Off Topic: "OK to discriminate" referendum defeated

The great state of Washington passed a law adding  "sexual orientation" to the list of groups provided anti-discrimination protection  It’s a sad state of affairs when these measures, of any form, are needed to ensure that people are civil to other people; however there are clear needs for such measures.

There’s this polictician who thought it would be a grand idea to sponsor a referendum to put to ballot a measure that specifically excludes these protections for gay and lesbians citizens.  Sad to say more than 100,000 of my fellow Washingtonians signed the measure, but calm rationale heads prevailed: 

Referendum 65 will not appear on the ballot.

2 thoughts on “Off Topic: "OK to discriminate" referendum defeated

  1. Bobb Robb

    There is no need for laws like these.

    “When examined from a philosophical standpoint, such laws are nothing more than the legal right to trespass. A qualified individual may demand service against the will of the owner. He may demand to be hired, or not to be fired, against the will of the owner. He may demand a higher salary or a promotion, against the will of the owner.

    If the free market embodies the idea of contract, civil rights embodies what Barry Smith has called the spromise. A spromise commits a third party to act against his will. As the owner of the business, you may wish to stop paying an employee and terminate his employment.
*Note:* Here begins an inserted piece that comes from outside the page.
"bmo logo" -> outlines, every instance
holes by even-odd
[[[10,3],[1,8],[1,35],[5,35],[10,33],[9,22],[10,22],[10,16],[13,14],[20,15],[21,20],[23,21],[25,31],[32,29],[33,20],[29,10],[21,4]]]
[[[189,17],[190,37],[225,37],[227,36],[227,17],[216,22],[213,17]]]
Civil rights say you may not, without the permission of the government.

    Just recently, 99 white male troopers in Maryland collected $3,500 each in back pay on grounds that they had been discriminated against in promotions. I don’t doubt that they were, but I’m suggesting a more peaceful solution. Let’s return all decisions about hiring, firing, promotion, and access to the market. That means getting the government and the courts out of the business of enforcing equality once and for all.
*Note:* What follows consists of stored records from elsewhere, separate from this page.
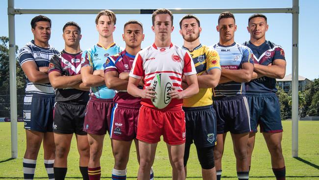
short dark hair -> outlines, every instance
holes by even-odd
[[[236,22],[234,14],[230,12],[224,12],[220,13],[219,17],[218,17],[218,24],[219,24],[219,21],[223,18],[233,18],[234,19],[234,21],[235,21],[235,23]]]
[[[126,23],[125,23],[125,24],[124,25],[124,29],[125,29],[125,27],[127,26],[128,26],[128,25],[130,25],[131,24],[138,24],[138,25],[139,25],[141,27],[141,28],[142,28],[142,30],[143,30],[143,25],[142,24],[142,23],[140,22],[139,22],[138,21],[137,21],[137,20],[130,20],[130,21],[127,22]]]
[[[152,14],[152,23],[153,23],[153,26],[154,26],[155,24],[155,16],[159,14],[167,14],[171,16],[171,22],[172,22],[172,26],[173,26],[173,13],[172,13],[172,11],[168,9],[164,8],[159,9],[154,11],[154,12]]]
[[[265,20],[266,21],[266,22],[267,22],[267,17],[266,16],[264,15],[263,14],[256,13],[254,14],[249,17],[249,18],[248,18],[248,24],[249,23],[251,19],[255,18],[263,18],[265,19]]]
[[[187,14],[186,15],[184,16],[182,19],[181,19],[181,21],[180,21],[180,28],[182,29],[182,22],[183,20],[184,19],[192,19],[194,18],[196,19],[196,21],[197,22],[197,24],[198,24],[198,27],[200,27],[201,25],[200,25],[200,22],[199,22],[199,19],[198,19],[198,17],[194,16],[192,14]]]
[[[35,16],[31,20],[31,28],[35,29],[36,23],[39,21],[47,21],[50,23],[50,28],[51,28],[51,20],[47,16],[39,15]]]
[[[102,16],[107,16],[109,17],[111,22],[114,23],[114,25],[116,24],[116,16],[115,16],[115,14],[110,10],[105,9],[100,11],[98,14],[98,15],[96,16],[96,18],[95,18],[95,24],[98,24],[99,19]]]
[[[65,25],[64,26],[63,26],[63,29],[62,29],[63,32],[64,32],[64,30],[65,30],[65,28],[66,28],[66,27],[68,26],[75,26],[76,27],[78,28],[78,30],[79,30],[80,33],[81,33],[81,28],[80,28],[78,23],[73,21],[69,21],[68,22],[65,23]]]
    But that solution is nowhere in sight. The courts enforce an egalitarianism that tolerates no acknowledgement of differences among people. This denies the obvious. People do differ radically in their talents and weaknesses, their determinations to succeed, their mental facilities, their attitudes and character, their physical abilities, their environments, and their physical makeup. Moreover, these differences appear not only in individuals but also appear systematically among groups.

    Men as a group, for example, are different from women as a group. Northerners are different from Southerners. Californians are different from Texans. Catholics are different from Baptists. Blacks are different from whites. Immigrants are different from natives. The rich are different from the poor. These differences should not be denied, but celebrated, for they are the very source of the division of labor.
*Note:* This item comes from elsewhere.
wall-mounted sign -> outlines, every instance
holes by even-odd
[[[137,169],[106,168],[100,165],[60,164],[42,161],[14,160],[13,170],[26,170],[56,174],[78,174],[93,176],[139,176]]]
    Yet our central government attempts to stamp out all these difference[s] by forcing individuals and businesses to act as if they did not exist. The primary means has been the criminalization of our most serious secular sin: discrimination. There can be no actions in American life – save the decision of whom to marry – that discriminates on the grounds of any number of criteria as defined by the government. If anyone commits this sin, he can forget the confessional or forgiveness. The heavy penance is cash handed over to the government and the special interests, with half going to the lawyers who arranged the transfer.”